Si vous décidez d’investir dans des crypto-monnaies (que ce soit le Bitcoin, l’Ethereum ou l’un des nombreux autres “coins” moins médiatisés), n’engagez qu’une petite partie de votre patrimoine, idéalement en lissant afin de tempérer la volatilité.

Le conseil de LINXEA

Les investisseurs très à l’aise techniquement conservent leurs Bitcoins sur un portefeuille personnel en détenant eux même leurs clés privées, mais le grand public passe plutôt par des plateformes. Limitez-vous alors à celles réglementées par l’AMF.

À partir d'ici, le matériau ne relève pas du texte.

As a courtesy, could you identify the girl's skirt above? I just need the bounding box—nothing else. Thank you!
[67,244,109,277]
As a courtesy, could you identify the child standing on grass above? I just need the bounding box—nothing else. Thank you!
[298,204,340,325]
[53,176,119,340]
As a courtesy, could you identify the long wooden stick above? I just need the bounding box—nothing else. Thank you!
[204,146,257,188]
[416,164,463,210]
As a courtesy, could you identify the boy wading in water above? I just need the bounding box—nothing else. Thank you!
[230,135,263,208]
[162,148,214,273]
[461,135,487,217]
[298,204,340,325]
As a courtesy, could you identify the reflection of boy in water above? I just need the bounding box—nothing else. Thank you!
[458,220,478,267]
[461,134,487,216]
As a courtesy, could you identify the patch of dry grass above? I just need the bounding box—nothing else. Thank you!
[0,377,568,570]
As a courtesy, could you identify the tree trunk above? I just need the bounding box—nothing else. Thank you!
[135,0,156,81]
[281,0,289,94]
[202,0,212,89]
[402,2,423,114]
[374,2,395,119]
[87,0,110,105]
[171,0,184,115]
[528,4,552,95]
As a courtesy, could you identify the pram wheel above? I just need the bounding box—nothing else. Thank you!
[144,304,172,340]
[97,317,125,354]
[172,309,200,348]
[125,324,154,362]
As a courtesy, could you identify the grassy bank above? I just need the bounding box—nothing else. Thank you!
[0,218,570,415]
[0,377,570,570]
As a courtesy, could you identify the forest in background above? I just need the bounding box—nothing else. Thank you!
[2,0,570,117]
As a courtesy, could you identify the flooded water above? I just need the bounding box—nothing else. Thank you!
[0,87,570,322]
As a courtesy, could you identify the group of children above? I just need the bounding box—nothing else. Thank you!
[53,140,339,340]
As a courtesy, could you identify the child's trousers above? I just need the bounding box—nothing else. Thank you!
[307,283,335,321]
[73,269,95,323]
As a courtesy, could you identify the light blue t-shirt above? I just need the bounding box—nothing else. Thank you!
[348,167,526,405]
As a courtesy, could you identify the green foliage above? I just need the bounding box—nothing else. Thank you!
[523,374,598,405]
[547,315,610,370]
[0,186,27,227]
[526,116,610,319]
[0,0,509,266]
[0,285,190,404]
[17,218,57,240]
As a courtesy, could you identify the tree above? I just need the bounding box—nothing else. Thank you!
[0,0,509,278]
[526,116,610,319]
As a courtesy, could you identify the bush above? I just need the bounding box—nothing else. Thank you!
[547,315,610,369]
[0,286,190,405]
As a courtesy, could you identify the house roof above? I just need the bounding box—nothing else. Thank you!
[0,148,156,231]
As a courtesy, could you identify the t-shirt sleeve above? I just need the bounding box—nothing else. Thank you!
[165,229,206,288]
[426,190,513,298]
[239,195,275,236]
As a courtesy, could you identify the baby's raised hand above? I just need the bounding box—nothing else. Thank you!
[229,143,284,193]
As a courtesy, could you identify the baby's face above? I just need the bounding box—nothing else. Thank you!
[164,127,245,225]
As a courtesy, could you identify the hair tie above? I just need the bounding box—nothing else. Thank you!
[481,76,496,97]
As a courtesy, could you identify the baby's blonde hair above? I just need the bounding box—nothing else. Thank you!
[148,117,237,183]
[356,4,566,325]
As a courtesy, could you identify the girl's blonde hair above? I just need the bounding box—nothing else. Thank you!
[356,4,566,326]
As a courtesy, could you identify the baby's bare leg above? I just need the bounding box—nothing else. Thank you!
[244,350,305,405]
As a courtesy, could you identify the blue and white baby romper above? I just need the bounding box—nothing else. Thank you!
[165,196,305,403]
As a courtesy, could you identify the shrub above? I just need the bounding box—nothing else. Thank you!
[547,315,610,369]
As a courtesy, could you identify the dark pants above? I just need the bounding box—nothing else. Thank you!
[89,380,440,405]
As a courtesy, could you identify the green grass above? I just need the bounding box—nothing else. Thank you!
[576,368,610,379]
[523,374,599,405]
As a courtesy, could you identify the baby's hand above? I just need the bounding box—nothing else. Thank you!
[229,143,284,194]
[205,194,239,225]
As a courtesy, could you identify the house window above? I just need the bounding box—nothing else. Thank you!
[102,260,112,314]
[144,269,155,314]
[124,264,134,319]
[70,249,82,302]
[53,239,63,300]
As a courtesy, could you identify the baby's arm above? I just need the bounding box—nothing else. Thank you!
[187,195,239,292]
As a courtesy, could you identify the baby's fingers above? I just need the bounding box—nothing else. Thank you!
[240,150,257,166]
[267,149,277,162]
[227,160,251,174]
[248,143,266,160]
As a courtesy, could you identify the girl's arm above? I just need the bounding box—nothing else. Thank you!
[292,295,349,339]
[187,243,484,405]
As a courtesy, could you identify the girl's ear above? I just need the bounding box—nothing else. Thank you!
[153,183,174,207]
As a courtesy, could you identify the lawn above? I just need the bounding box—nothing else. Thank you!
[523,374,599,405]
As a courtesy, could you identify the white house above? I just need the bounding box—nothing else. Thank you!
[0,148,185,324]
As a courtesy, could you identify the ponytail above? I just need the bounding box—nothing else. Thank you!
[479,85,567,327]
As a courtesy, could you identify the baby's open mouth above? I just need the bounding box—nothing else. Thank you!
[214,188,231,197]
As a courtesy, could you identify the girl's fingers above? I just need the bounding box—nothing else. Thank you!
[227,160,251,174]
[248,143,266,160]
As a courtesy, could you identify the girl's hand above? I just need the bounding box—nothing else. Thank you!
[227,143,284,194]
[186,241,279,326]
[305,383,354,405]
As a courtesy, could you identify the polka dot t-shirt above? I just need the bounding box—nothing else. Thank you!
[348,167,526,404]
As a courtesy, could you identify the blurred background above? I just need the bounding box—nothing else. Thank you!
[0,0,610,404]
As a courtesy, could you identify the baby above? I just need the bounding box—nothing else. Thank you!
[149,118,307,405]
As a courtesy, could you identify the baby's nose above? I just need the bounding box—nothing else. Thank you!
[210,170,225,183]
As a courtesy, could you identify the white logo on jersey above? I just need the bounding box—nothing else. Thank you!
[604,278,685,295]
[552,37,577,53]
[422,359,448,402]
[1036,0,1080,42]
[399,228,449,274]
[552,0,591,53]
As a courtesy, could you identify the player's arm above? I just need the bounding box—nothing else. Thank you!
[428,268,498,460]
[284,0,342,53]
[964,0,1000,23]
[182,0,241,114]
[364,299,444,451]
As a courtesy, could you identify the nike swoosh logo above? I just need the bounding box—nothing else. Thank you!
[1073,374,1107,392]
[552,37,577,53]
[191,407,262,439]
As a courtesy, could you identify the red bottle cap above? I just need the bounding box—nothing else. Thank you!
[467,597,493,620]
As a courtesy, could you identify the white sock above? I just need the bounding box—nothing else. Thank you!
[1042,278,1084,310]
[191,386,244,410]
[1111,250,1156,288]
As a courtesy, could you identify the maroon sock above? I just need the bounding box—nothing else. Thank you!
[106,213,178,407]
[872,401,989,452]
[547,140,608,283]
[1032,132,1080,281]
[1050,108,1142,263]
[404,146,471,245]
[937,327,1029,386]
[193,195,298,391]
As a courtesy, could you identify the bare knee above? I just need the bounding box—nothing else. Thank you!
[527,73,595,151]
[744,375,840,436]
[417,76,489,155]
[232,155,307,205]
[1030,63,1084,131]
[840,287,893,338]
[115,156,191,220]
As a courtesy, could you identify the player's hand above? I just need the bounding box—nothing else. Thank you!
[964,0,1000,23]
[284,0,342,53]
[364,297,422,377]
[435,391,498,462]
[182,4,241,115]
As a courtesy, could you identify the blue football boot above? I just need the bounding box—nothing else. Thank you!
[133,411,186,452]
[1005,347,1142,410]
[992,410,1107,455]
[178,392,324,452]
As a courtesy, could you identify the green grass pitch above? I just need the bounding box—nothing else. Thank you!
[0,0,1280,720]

Crowdfunding : une harmonisation européenne bienvenue

Où en est-on ?

Le crowdfunding de prêts rémunérés, c’est-à-dire le financement des entreprises non pas par une banque mais par une multitude de prêteurs, a, dans la plus grande discrétion, gagné des lettres de noblesse en plein cœur de la crise sanitaire. Qui l’eut cru ?

En effet, selon Financement Participatif France, qui recense les chiffres du secteur, 1 milliard d’euros a été levé en crowdfunding en 2020, une hausse de 62 % par rapport à 2019 !

En pleine crise sanitaire, le dispositif de Prêt Garanti par l’État a été élargi aux plateformes de crowdfunding. En pratique, cela a permis à des entreprises de lever des capitaux aisément hors circuit bancaire tout en offrant une sécurité aux prêteurs, le capital étant garanti à 90 % par l’État.

Perspectives

Les perspectives pour les prêteurs sont bonnes : l’harmonisation européenne impose davantage de transparence et une meilleure information. Il est notamment prévu une mise à disposition des informations financières 7 jours avant la période de souscription et un délai de rétractation de 4 jours.

Une temporisation bienvenue : l’un des écueils actuels du crowdfunding est lié au temps de décision très court, causé par un déséquilibre entre les capitaux disponibles (nombreux) et les projets (insuffisants), créant une concurrence féroce entre prêteurs qui favorise les plus rapides au détriment de la réflexion.

Le conseil de LINXEA

Ces placements permettent aussi de soutenir des projets qui vous tiennent à cœur. C’est presque un placement plaisir !

N’engagez que des sommes que vous êtes prêts à immobiliser et à perdre et diversifiez autant que possible ! Si vous avez subi des pertes, n’oubliez pas de les mentionner dans votre déclaration de revenus. Elles s’adossent fiscalement sur les intérêts de prêts pendant les 5 ans qui suivent.